Cuando surge El Miedo sólo me queda observarlo.
Ver como se atornilla en mis rincones oscuros.
En esos rincones donde sabe que puede hacer bien su trabajo.
Tiene rostro deforme, entre asustado y pavoroso.
Sus ojos no brillan, más bien son glaucos y atormentados.
Parece un niño grande y bobo, torpe y descontrolado
que se choca las paredes y babea cuando habla.
Mis sentidos se adormecen cuando él aparece
quedan como supeditados a su balbuceo amorfo y sin sentido.
Mis defensas caen tantas veces rendidas a sus pies gigantes que pisan mi otrora confianza.

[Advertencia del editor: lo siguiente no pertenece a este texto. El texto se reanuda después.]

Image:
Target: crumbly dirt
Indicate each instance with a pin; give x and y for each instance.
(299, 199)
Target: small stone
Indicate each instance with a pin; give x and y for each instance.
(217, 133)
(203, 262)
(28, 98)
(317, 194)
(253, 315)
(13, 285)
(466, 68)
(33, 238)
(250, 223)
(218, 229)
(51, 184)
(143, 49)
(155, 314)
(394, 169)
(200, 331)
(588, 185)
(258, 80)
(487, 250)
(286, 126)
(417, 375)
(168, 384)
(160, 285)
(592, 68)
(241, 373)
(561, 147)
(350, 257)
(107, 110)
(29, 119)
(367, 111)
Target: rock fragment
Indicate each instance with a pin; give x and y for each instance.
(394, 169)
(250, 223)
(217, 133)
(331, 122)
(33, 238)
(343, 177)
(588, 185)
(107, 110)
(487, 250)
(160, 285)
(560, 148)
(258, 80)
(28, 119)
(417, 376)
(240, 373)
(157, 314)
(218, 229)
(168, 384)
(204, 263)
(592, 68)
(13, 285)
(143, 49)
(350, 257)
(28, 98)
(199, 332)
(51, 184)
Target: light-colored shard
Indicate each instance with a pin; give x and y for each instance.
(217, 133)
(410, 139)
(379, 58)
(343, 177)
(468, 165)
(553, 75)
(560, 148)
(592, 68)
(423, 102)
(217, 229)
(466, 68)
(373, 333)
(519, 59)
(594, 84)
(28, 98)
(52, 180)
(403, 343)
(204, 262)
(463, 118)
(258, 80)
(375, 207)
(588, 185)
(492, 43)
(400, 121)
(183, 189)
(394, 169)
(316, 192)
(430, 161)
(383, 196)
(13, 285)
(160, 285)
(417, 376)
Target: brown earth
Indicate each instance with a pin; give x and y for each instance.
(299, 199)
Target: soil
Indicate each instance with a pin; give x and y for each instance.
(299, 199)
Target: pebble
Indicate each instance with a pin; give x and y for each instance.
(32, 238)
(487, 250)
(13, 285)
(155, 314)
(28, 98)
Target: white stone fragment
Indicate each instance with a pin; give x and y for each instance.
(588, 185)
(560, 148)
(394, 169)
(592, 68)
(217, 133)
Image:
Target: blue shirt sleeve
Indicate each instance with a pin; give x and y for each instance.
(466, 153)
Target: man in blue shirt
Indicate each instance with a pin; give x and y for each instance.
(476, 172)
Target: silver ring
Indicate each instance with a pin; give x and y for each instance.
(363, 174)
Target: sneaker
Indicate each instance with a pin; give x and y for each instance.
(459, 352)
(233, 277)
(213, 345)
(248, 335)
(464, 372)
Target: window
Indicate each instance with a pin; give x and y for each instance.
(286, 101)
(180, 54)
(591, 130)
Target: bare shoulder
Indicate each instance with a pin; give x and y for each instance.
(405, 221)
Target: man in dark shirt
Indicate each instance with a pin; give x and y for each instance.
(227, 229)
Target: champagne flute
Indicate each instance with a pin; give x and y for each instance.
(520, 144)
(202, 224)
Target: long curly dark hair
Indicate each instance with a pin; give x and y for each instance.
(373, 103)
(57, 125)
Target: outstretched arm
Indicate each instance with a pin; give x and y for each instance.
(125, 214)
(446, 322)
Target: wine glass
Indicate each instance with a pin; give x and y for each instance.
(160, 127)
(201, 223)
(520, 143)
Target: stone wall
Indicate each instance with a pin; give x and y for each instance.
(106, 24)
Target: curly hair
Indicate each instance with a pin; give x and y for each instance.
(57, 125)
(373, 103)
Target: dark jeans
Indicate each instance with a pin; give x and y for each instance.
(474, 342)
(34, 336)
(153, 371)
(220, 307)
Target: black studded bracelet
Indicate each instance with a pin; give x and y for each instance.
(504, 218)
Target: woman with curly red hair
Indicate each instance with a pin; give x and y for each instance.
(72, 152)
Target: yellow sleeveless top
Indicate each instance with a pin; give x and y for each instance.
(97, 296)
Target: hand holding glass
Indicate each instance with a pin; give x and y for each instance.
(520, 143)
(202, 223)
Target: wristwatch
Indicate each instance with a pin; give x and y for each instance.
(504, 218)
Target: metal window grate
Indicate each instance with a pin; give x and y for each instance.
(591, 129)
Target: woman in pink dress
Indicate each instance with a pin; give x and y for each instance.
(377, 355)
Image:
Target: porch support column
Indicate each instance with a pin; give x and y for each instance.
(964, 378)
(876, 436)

El miedo crece tan seguro.
Sabe de su victoria asegurada entre los débiles.
Cuando lo observo detenidamente se siente como avergonzado.
Mira para los costados buscando un apoyo que no existe.
Lo miro fijo a los ojos sin bajarle la mirada y entonces su balbuceo se vuelve fuerte grito.
Tal vez creyendo que gritando puede poseerme
(y por qué no lo iba a creer, si tantas veces lo ha logrado)
Si flaqueo, se vuelve más amable y sigue cavando en mis entrañas.
Pero si me doy cuenta de su idiotez, y lo miro y me río de sus pobres argumentos
-porque ¿qué es importante en la vastedad del universo?-
se va empequeñeciendo.
Volviéndose más torpe y menos quejumbroso.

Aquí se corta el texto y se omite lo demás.